This story was written by Katharine Lackey & Margaret Miceli, Daily Collegian
Stephen Colbert announced on his popular cable show Tuesday his intention to run for president of the United States ... in South Carolina.
After taping a teaser on Jon Stewart's The Daily Show, Colbert appeared on his own show, The Colbert Report, a few minutes later where he officially announced his candidacy to cheers and whistles from the audience.
"After nearly 15 minutes of soul searching, I have heard the call," he said "Nation, I shall seek the office of the president of the United States. I am doing it."
Brittany Thomas (sophomore-political science) called Colbert's run "pretty intense."
"It's not surprising, considering how egotistical he is," she said.
Thomas said Colbert's run could have benefits for younger voters.
"I actually think it's a good way to get people involved. It makes younger people think about the primaries," she said. "I just wish Jon Stewart were running."
The catch? Colbert said he will only enter his name in the primary in his native state of South Carolina.
Brooke Stewart (junior-political science) said she doesn't see Colbert ever winning the presidency.
"How can you win in just one state?" she said.
While Colbert's publicist would not comment, both the South Carolina Democratic Party and the South Carolina Republican Party confirmed Colbert had recently been in contact.

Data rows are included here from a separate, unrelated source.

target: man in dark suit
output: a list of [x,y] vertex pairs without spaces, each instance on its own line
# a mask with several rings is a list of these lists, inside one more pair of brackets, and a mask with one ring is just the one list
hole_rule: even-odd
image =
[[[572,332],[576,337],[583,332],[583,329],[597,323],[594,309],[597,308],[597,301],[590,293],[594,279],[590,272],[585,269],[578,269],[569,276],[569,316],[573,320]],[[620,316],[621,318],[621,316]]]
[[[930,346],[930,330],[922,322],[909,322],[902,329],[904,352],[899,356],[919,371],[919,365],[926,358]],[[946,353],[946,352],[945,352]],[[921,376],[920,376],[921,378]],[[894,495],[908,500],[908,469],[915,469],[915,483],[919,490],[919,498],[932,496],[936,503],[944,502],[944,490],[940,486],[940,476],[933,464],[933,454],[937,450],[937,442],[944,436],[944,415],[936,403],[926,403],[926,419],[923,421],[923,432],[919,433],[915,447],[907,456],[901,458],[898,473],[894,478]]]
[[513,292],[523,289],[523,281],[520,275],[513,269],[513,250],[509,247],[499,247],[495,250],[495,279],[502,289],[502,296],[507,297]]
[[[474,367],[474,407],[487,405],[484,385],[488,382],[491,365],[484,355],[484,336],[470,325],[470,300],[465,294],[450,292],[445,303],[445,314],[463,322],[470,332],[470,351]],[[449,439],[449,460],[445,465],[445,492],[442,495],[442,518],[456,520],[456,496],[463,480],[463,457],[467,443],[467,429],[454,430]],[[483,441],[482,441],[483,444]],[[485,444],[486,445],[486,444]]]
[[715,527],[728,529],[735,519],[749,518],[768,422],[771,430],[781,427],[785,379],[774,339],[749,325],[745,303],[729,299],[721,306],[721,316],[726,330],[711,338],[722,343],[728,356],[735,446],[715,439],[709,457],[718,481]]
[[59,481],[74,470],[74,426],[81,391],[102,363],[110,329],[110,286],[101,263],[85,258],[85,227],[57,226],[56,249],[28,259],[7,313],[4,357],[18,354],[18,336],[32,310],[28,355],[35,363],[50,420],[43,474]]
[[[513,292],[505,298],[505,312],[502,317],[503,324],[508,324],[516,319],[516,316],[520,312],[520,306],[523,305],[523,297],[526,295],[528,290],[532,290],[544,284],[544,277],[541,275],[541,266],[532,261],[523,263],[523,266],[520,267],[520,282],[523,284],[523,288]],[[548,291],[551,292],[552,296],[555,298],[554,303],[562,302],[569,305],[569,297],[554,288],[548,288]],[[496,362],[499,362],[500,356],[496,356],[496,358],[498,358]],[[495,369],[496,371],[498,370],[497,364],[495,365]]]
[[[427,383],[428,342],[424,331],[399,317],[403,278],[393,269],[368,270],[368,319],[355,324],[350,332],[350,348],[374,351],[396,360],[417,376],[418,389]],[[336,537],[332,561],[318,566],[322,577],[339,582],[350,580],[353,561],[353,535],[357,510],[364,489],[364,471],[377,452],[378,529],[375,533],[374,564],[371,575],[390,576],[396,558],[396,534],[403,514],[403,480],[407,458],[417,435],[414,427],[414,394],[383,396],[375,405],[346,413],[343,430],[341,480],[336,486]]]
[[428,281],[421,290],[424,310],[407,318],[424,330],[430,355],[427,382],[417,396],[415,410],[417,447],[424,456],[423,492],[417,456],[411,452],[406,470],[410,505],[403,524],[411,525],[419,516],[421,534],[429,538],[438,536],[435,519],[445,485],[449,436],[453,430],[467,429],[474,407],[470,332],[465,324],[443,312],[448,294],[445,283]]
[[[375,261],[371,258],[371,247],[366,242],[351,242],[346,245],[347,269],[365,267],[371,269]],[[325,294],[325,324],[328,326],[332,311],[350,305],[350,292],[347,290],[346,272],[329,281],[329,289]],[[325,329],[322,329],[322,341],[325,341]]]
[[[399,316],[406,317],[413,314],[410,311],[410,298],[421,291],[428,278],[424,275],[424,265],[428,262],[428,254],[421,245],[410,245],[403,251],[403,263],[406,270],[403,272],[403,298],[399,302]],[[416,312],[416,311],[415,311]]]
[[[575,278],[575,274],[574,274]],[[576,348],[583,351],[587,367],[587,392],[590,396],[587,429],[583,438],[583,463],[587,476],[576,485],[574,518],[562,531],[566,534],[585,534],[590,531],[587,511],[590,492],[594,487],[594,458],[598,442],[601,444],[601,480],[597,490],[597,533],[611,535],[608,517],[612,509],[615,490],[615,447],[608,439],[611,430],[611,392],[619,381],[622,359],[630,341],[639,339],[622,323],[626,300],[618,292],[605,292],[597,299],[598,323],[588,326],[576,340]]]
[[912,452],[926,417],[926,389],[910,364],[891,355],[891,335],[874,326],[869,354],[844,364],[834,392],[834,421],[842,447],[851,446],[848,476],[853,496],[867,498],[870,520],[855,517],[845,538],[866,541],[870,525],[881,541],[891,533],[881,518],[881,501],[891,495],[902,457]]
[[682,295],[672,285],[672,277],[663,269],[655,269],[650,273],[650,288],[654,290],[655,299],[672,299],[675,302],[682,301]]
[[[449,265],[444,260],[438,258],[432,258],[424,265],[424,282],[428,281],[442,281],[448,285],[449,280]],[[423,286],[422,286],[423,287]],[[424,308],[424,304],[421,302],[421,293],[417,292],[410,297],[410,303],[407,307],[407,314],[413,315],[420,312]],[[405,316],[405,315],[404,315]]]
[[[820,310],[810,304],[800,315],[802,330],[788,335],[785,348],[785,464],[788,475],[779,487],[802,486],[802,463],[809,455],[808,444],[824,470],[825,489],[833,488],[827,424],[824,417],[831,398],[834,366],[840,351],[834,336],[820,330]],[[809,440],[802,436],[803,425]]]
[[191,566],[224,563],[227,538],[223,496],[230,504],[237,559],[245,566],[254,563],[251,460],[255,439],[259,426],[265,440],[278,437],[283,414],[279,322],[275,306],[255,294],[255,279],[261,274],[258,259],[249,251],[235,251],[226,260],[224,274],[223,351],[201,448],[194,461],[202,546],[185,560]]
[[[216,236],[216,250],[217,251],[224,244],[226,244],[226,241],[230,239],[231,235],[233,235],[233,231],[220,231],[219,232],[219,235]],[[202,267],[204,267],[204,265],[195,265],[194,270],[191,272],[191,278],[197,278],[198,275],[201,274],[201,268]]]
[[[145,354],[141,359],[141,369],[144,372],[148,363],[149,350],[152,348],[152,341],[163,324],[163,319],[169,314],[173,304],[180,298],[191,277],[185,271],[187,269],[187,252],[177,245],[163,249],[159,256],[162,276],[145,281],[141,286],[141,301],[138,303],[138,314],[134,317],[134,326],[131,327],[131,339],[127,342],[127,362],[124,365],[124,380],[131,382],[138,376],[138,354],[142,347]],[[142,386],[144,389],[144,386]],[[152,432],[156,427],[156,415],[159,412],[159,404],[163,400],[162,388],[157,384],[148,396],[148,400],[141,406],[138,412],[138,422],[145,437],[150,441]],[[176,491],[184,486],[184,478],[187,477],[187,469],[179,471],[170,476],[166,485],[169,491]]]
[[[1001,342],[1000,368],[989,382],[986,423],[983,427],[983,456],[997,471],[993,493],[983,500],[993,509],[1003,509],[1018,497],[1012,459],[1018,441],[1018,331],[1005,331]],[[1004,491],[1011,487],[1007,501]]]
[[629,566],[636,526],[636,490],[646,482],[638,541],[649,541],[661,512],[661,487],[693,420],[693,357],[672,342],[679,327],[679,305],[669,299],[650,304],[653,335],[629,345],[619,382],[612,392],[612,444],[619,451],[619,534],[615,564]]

Two weeks ago, Colbert's representatives contacted the South Carolina Democratic Party to ask about filing requirements, executive director Joe Werner wrote in an e-mail.
"He has a serious group of people looking into it on his behalf," he wrote. "I think Stephen can bring a lot to the table. A lot of what, I'm not entirely sure yet."
To appear on the Republican Party's primary ballot, Colbert will either have to get a 3,000-signature petition or pay a $2,500 fee. He will also need to actively campaign in South Carolina, file the appropriate paperwork and receive approval from the South Carolina Democratic Executive Council, Werner wrote. The deadline for filing is Nov. 1 and the primary will be held on Jan. 26.
If Colbert seeks to be placed on both parties' ballots, he could disqualify himself, Werner wrote. "There is nothing written that says he can't be on both party's ballots; however, there is a rule [for the South Carolina Democratic Party] that states you have to be considered a Democrat," he wrote.
The South Carolina Republican Party also confirmed Colbert's team contacted its office "within the last few days," said communications director Rob Godfrey. The Republican Party's deadline is Nov. 1, but its primary will be Jan. 19.
James Eisenstein, a political science professor, said he thought Colbert's decision to run in South Carolina was "hilarious."
Eisenstein said Colbert doesn't have a chance to win the state.
"He knows that, too," he said. "He's kind of mimicking the self-importance of a lot of talk show hosts."